Oh, sure. Found outside St. Mary’s … I love Mary … therefore, I need a cat — this cat? That line of logic will never get him through Philosophy 301 … though I am starting to think he may have a promising future in sales.

I float this exchange past Michelle, who assures me she’d still be my friend if I got a cat; she’d just take Benadryl before she came to visit. (This is how I know she is a very good friend; Benadryl makes her hallucinate.)
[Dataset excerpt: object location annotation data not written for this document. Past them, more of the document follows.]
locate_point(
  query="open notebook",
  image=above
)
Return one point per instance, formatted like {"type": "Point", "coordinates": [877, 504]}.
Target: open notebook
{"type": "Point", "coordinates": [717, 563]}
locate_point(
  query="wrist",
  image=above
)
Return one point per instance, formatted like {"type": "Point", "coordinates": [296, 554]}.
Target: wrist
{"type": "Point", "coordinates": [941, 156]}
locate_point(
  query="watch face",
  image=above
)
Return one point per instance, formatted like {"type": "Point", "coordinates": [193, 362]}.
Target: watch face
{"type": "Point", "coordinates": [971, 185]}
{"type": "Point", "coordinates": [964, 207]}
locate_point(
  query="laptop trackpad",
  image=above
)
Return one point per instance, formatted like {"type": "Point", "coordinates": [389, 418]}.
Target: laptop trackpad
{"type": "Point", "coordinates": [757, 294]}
“Or,” she volunteered, “it could be sign from God that we need to raise more funds for SICSA.”

Can I get an amen?

— Maureen Schlangen manages UD’s open-access institutional repository, eCommons, an online archive of scholarly publications, creative works, historical materials, and University documents and records. 

SICSA, The Society for the Improvement of Conditions for Stray Animals, promotes the welfare and adoption of companion animals, and nurture loving, lifelong relationships between animals and people. SICSA spays and neuters more than 2,700 dogs and cats annually.